Case study - Lyndsey Dodds
Celtic Seas Partnership project manager, WWF
NERC PhD and POST fellowship launch influential career in sustainable use of the seas
Lyndsey works for WWF (World Wildlife Fund) as project manager for the Celtic Seas Partnership, a €4m project funded under the European Commission LIFE+ scheme, which aims to find a way to manage marine activities in the Celtic Sea more sustainably. Her NERC-funded PhD and POST fellowship combined to give her an understanding of both the science of the oceans and the workings of government, which has enabled her to make a major impact on marine policy and ensure that sustainable use of our seas is written into law. "I think what made a real difference to me getting the WWF job was having a mixture of scientific background and policy experience," she says.
Lyndsey studied for a NERC-funded PhD at the Scottish Association for Marine Science (SAMS) near Oban, between 2003 and 2007. She focused on deep sea corals that live around 1,000m below sea level, and how they deal with changes in their environment. This is important because our oceans are becoming more acidic as they absorb increasing amounts of the carbon dioxide that is emitted when we burn fossil fuels, and this will have a big impact on these corals.
The highlight of her project was travelling out to the sea around Mingulay in the Outer Hebrides to collect coral samples, but she also enjoyed working on a new and exciting area of research. "Pretty much everything I did, it was the first time it had been done," she says.
Lyndsey's desire to make a difference led her to apply for a NERC-funded POST fellowship. This allowed her to spend five months working at the Parliamentary Office of Science & Technology (POST), writing a briefing for ministers on deep sea industries. "The reason I was interested in the fellowship was that, although I had enjoyed my PhD, I wasn't sure I wanted to continue in research, so the fellowship was a way of trying out a different side of things," she explains. "I wanted to work on things that are connected to real life and make a difference to people."
Lyndsey enjoyed the experience of being in parliament and potentially influencing MPs. "It was brilliant!" she says. "The most enjoyable thing was just being there, right in Westminster, and feeling like you were at the centre of power. But also knowing that you're potentially influencing MPs and Lords by presenting the information you think they really need to know about."
Because she enjoyed her POST fellowship, Lyndsey decided to look for a policy-based job, and secured a position as marine policy officer at WWF in 2007. After two years in this post, she moved to the PISCES (Partnerships Involving Stakeholders in the Celtic Sea Ecosystem) project, first as a policy officer and later as project manager.

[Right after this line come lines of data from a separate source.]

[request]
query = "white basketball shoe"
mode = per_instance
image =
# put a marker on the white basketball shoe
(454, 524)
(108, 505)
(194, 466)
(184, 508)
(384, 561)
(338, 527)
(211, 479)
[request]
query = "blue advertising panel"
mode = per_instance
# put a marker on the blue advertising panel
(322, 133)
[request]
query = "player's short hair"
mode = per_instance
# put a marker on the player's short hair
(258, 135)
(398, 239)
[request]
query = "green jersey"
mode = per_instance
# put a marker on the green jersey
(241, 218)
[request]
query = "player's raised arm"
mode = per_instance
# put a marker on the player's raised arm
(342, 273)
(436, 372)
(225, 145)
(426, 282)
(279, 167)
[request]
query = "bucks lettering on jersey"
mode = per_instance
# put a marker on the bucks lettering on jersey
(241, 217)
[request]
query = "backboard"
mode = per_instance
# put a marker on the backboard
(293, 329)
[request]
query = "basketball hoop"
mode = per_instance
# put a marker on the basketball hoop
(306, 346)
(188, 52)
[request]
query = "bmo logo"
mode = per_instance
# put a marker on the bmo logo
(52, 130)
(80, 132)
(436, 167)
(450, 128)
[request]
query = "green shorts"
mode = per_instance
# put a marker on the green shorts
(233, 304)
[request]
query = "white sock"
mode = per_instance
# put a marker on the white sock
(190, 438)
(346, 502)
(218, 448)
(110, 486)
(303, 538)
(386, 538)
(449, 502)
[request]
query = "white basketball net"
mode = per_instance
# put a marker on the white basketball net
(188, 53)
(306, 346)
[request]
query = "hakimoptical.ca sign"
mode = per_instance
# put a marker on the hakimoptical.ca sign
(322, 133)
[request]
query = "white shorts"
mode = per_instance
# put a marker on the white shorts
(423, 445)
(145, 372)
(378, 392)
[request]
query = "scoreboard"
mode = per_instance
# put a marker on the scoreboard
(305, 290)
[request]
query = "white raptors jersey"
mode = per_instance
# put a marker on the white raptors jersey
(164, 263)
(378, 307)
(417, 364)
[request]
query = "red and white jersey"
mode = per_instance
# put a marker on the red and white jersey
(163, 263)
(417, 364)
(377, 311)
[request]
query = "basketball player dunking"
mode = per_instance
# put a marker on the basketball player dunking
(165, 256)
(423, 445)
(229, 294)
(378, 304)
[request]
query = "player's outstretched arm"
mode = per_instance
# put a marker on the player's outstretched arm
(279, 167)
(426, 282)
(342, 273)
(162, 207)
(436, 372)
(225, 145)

This project finished at the end of 2012 and has been succeeded by the Celtic Seas Partnership project, which Lyndsey is managing.
Whilst working as a marine policy officer, Lyndsey had major impacts on the Marine Bill, which became the Marine & Coastal Access Act 2009. She lobbied for the strongest possible obligations to designate marine protected areas, and pushed for the marine planning system that was being introduced to apply to all UK waters, increasing the likelihood of sustainable development. The PISCES project, which Lyndsey recently managed, also had significant effects on the marine environment and the economy, by involving sea users (including industries such as fishing, tourism and marine renewables) in European marine policy. The project increased sea users' awareness and understanding of the European Marine Strategy Framework Directive, making them more likely to comply with it. This has environmental benefits for marine ecosystems and long-term cost savings for governments in implementing these laws.
Lyndsey's PhD gave her a good grounding in marine science and skills in writing, both of which are essential in her job. She also developed the confidence to be self-sufficient and take charge of her own work. "These skills are especially useful now that I'm a project manager," she says, "because that's essentially what you are when you're a PhD student: you're managing your own project." Her POST fellowship added to this an insight into the workings of parliament and how to influence government legislation.
The connections Lyndsey made during her PhD and POST fellowship have proved invaluable. She drew on parliamentary contacts when working on the Marine Bill, and still works with researchers at SAMS. "The marine world is quite small," she says.